The solution: hit the rewind button by reactivating an agenda that the recession looks to have all but killed, and hope that people can focus on something other than jobs, repossessions and banking failure. No, I don’t get it either, but to his credit Phil doesn’t hide behind anonymous briefings.

Power is draining away from those who are briefing the press; there’s a painful sense of loss, mixed with a dreary nostalgia – not for the idealistic, gently social-democratic Blairism of 1997, but the market-obsessed version that kicked in around 2001.

The ashes of this approach are all around us. Rather than “reforming” the public sector, New Labour’s beloved Private Finance Initiatives are being squeezed out of existence by the credit crunch. The old wonkish talk about “personalising” services, squashing Local Education Authorities and using the alleged dynamism of private firms, won’t just founder against the current public mood, but actively contradict it. The global crisis is immovably in the political foreground, and Labour needs to come up with credible answers to the great issues of our time. As ever, “it’s the economy, stupid”.

This is not an argument exclusive to the left. Listen to the Australian Prime Minister Kevin Rudd, whose election campaign was advised by Alan Milburn. He talks about the end of “free-market fundamentalism, extreme capitalism and excessive greed”, and the death of “the economic orthodoxy of our time”. Charles Clarke – no radical leftie – recently said: “The grand story is very clear: 30 years of Thatcher/Reagan, tempered by Clinton/Blair, are over.”

Plenty of Labour people know what that means: a new, thoroughly modernised agenda. We need to talk about not just fair pay, but fair taxes, and urgently address insecurity at work. Our reaction to the financial crisis should be proactive; we should make the case for remutualising some banks. Instead of the craven decision on the third Heathrow runway, we should be advocating a jobs-creating Green New Deal. These are the priorities the moment demands; the politics of the past won’t do.
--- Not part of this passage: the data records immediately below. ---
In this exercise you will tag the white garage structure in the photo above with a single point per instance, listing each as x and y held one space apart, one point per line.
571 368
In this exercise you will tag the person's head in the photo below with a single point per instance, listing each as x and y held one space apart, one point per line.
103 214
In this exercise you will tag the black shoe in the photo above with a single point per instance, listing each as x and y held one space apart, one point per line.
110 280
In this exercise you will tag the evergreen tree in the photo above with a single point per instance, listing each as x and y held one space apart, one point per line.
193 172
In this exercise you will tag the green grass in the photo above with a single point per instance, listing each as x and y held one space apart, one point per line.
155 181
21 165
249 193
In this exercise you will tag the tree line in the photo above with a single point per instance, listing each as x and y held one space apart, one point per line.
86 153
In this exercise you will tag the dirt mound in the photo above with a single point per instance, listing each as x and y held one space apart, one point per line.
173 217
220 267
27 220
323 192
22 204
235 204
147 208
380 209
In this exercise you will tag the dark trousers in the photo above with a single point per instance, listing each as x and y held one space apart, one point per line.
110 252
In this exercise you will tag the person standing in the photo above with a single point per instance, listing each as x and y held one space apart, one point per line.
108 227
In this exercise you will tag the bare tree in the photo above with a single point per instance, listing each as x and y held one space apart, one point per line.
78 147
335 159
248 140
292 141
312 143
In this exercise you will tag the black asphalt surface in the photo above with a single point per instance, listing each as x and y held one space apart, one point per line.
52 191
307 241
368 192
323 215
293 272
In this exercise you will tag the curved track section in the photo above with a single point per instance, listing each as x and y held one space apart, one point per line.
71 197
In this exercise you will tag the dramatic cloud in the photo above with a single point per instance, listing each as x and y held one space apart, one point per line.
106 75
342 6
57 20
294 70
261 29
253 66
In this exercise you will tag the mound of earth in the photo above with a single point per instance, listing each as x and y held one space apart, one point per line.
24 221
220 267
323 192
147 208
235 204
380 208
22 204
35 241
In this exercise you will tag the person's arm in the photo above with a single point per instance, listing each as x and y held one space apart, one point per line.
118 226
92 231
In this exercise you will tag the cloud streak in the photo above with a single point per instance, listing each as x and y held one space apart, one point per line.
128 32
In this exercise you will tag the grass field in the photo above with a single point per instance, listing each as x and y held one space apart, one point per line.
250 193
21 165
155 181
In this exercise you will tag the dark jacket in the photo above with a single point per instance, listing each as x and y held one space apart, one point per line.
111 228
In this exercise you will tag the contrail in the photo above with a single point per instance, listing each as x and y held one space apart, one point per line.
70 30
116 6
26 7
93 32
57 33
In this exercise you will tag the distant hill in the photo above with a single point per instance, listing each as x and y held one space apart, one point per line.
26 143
The Labour Right has a noble history – as a source of reliability, honesty and dependability for the leadership. It has usually understood changing times. But a rogue element has developed since the departure of Tony Blair. Their personal attacks, anonymous briefings and confused diagnoses are symptomatic of an inability – or simple refusal – to grasp the end of an era. With echoes of current events in the Vatican, the Doctrine of Market Infallibility is collapsing: as Blair used to say, “we should leave the past to those who live in it”.